“I’ll take [caressing death] over pushing paper any day.”
A few summers back I worked on a veterinarian’s farm. There, I helped the vet euthanize a 13-year-old goat. The animal, a family pet, had become long-forgotten by the children who once loved the novelty of its domestication. Arthritis disabled the goat’s joints, and without them it had to use its knees to drag itself along. They were bloodied and worn to the bone.
The veterinarian pushed the plunger and thus forced poison from the syringe into the animal’s veins. It immediately became heavy with death and the vet began to cry. He had recently lost his mother and this situation was bringing him back to that mental place, stained by loss. Rain soon started to come down hard, the vet excused himself and I was left alone to shovel the goat’s grave.
When I took a break for lunch, I found a copy of Verdi’s Requium near to the stove and found myself inspired to bring a portable stereo outside with me upon my return. I listened to the piece repeatedly until the goat was finally embedded into the soaking earth.
Against my own life, the juxtaposition of the death-saturation of that particular day made me inflective and excited. I think back on it and smile.

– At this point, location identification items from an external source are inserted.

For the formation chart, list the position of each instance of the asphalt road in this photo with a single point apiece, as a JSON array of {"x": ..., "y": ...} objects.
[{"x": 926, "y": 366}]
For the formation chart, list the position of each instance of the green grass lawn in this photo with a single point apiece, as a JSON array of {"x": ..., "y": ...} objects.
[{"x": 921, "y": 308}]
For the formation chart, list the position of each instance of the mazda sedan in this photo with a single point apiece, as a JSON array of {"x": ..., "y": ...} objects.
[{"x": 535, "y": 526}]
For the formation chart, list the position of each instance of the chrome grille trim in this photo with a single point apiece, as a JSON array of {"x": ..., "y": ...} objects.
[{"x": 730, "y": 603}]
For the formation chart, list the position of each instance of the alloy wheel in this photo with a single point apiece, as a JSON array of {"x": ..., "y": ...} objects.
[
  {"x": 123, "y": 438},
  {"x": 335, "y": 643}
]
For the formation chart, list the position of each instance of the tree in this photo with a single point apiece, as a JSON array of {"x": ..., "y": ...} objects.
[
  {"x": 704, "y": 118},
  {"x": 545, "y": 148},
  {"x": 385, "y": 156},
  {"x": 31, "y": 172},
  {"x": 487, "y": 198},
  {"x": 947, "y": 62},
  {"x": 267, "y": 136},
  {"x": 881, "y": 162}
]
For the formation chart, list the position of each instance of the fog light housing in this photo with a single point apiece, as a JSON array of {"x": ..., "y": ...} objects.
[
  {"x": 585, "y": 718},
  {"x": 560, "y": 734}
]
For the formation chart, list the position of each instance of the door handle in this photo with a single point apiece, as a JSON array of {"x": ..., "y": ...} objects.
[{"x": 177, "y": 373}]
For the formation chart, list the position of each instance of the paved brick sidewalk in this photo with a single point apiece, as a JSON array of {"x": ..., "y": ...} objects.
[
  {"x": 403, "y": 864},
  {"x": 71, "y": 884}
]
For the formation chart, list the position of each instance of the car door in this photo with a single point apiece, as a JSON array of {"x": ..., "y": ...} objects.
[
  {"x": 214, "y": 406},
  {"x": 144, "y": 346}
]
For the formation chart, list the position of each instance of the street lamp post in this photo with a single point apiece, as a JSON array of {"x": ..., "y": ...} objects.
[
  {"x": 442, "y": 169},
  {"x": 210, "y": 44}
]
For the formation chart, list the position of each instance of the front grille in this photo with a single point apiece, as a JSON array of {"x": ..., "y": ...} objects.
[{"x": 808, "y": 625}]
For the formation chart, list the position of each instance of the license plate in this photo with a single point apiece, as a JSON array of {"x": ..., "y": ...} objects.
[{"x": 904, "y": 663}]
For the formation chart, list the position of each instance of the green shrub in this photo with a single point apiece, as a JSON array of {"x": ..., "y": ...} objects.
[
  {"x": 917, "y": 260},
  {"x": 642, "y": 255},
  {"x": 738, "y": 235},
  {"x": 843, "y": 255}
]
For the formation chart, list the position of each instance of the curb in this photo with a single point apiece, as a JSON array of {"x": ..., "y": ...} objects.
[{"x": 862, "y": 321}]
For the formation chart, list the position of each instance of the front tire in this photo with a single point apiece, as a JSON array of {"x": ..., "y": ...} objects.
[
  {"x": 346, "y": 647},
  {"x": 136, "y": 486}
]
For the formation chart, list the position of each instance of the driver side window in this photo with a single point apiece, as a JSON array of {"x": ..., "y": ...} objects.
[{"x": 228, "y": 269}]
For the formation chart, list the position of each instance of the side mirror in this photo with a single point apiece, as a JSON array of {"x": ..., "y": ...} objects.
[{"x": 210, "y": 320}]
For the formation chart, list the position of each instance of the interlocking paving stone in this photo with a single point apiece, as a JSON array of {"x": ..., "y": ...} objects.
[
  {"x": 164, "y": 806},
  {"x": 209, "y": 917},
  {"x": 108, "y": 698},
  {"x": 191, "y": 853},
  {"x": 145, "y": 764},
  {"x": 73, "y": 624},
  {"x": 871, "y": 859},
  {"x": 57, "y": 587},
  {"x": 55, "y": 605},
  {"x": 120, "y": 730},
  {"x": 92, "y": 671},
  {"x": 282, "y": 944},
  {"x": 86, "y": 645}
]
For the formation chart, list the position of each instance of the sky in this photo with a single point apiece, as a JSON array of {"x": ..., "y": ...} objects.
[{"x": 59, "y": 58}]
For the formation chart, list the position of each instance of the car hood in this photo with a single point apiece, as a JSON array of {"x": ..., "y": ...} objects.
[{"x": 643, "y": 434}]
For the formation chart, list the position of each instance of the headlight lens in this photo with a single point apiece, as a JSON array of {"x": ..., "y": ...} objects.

Sometimes I’ll see someone I haven’t seen for a long time and they ask me what’s going on. The conversation willl enevitably turn to Dad. They’ll do the whole, “Oh my - I’m so very sorry to hear that” thing. I understand where they’re coming from, but they don’t have to be sorry. They’re working at some office, or investing some other person’s cash, or whatever it is they do and I have an opportunity to spend some time getting a bit of death under my fingernails. Sure it’s emotionally straining, but I’ll take it over pushing paper any day.